I also use a dome on top of the mesh. Can I ask where the probe is placed in the tank as that could be a cause for the temps to fluctuate. Oh and as Artisan said 30C at the top would be a great temp.


----------



## firefly19 (Apr 18, 2013)

GarethsGeckos said:


> I also use a dome on top of the mesh. Can I ask where the probe is placed in the tank as that could be a cause for the temps to fluctuate. Oh and as Artisan said 30C at the top would be a great temp.


The probe is at the top of the viv. I'm thinking it's a case of the room where my crestie is, isn't warm enough. I'll be moving her tomorrow (Saturday)


----------



## firefly19 (Apr 18, 2013)

Artisan said:


> I also use a dome lamp rested ontop of the exo mesh. 75w ceramic .

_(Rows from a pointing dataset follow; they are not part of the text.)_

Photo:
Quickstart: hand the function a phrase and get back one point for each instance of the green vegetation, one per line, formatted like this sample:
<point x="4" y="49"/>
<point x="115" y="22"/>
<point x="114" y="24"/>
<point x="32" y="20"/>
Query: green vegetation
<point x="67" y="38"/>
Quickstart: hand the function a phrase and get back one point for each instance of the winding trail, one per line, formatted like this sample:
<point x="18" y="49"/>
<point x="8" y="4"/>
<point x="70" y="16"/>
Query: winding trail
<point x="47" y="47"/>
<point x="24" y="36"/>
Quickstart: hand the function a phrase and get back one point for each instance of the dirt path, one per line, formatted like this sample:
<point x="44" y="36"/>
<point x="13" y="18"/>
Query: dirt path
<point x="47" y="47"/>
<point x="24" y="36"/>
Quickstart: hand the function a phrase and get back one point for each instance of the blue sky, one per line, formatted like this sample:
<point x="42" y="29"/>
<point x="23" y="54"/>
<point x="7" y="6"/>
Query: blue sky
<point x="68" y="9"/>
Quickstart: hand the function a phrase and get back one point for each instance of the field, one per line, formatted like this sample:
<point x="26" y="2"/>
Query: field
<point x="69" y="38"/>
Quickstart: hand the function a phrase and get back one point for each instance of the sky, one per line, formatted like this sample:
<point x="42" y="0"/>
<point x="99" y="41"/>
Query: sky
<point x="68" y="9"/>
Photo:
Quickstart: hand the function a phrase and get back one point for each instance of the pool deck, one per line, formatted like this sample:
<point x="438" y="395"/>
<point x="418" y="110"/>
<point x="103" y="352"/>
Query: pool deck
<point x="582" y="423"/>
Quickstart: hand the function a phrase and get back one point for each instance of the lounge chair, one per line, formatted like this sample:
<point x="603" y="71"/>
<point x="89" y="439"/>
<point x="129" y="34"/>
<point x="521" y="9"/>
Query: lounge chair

 I'm using a 100w ceramic. I have a spare dome lamp and I am going to try that instead of the wire lamp. Is your ceramic an Exo Terra one?


----------



## GarethsGeckos (Oct 13, 2013)

I put my probes about 1/3 from the top you will find less fluxuation but check temps at the top but it should stop the temps bouncing.


----------



## firefly19 (Apr 18, 2013)

GarethsGeckos said:


> I put my probes about 1/3 from the top you will find less fluxuation but check temps at the top but it should stop the temps bouncing.


Thanks for the tip, I've done as you suggested and placed my probe about 1/3 from the top and it seems to be working just fine now :2thumb:


----------